(Reuters) – Hopes for a recovering auto industry buoyed car parts maker Sensata Technologies Holding (ST.N) in its market debut on Thursday, sending its shares up as much as 5.6 percent.
Sensata manufactures sensors for automakers, thermal circuit breakers for aircraft, temperature controllers for electric motors, and other industrial technology. In 2009 more than half of its revenue came from the auto industry.
“One of its biggest customers right now is Ford and Ford is cranking on all cylinders,” said IPO Boutique Senior Managing Partner Scott Sweet.
Ford Motor Co’s (F.N) U.S. sales of cars and light trucks in February were 45.3 percent ahead of where they were a year ago.
“As the economy turns it’s highly likely that their upcoming quarters will be strong and their cash flow will improve,” said Sweet.
Sensata’s shares rose as much as 5.6 percent on their first day of trading on the New York Stock Exchange on after opening at their initial offering price.
The stock closed up 2.78 percent at $18.50 on Thursday after rising as high as $19.
The company sold 31.6 million shares for $18 each on Wednesday, raising about $568.8 million. It had planned to sell the shares for $18 to $20 each.
Morningstar IPO Strategist Bill Buhr said Sensata’s performance lags historic first day rises of 10 to 20 percent but said the auto industry has hit bottom and some of Sensata’s customers, like Ford, have ramped up production.
“Ford has had an absolute renaissance,” he said.
Sensata is one of the few IPOs this year to price within the expected range. The market so far has been patchy, with many companies slashing the value of their IPOs to get the deals done, postponing or canceling them.
“It’s still a challenging market,” said Scott Cutler, head of listings at NYSE Euronext. “The buyside certainly has leverage in this type of market. You’re not going to be able to force valuation on buyers right now.”
Cutler said investors are paying particular attention to Sensata because it is the biggest U.S. IPO so far this year, it is the first IPO of the year in the hot tech sector and its private equity-backers sold shares — a move that has been off-putting to investors recently.

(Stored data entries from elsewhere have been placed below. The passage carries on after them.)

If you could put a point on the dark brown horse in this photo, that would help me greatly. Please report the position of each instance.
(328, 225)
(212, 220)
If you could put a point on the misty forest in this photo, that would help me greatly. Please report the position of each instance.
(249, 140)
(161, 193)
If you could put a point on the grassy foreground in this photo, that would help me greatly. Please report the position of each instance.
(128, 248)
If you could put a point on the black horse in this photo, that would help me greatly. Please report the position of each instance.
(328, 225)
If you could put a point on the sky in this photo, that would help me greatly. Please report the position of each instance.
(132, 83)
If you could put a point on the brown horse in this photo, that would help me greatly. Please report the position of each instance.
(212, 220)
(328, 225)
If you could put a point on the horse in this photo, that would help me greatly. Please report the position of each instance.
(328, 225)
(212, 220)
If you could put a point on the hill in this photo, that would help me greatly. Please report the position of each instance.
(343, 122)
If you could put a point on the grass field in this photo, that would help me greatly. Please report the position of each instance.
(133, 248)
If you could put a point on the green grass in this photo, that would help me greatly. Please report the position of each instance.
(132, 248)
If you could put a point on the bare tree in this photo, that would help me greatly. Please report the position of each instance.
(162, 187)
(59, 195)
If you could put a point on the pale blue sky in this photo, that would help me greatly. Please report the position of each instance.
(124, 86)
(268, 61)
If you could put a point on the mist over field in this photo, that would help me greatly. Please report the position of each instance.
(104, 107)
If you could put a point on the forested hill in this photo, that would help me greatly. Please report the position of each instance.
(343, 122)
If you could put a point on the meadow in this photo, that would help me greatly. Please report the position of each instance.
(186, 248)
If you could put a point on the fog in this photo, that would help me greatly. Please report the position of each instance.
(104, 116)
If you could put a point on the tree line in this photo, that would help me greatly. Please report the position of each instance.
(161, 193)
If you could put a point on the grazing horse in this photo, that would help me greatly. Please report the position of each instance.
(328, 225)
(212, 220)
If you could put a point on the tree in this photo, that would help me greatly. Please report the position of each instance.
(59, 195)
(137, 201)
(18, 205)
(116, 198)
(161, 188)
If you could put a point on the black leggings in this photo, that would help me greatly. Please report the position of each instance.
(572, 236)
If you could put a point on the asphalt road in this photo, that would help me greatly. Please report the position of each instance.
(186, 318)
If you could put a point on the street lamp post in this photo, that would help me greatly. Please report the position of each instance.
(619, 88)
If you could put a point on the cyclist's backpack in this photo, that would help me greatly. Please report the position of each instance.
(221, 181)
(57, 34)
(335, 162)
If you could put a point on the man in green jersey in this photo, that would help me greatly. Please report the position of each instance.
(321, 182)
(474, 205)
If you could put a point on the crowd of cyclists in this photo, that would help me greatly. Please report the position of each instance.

“I think the response has been very positive,” he said.
Sensata, backed by funds associated with private equity firm Bain Capital, posted 2009 net revenue of $1.1 billion, down about 20 percent from the previous year.
During the same period, the company narrowed its net loss to $27.7 million from $134.5 million. Operating costs fell by nearly 20 percent, and losses from discontinued operations fell to $395,000 from more than $20 million.
Sensata said in its prospectus that it expected to benefit from increasing auto production and cars that rely more on computers. But it also said it would continue to have significant debt following its IPO and expected to post losses in the foreseeable future.
The underwriters were led by Morgan Stanley (MS.N), Barclays Capital (BARC.L) and Goldman Sachs & Co (GS.N). They have the option to purchase an additional 4.7 million shares.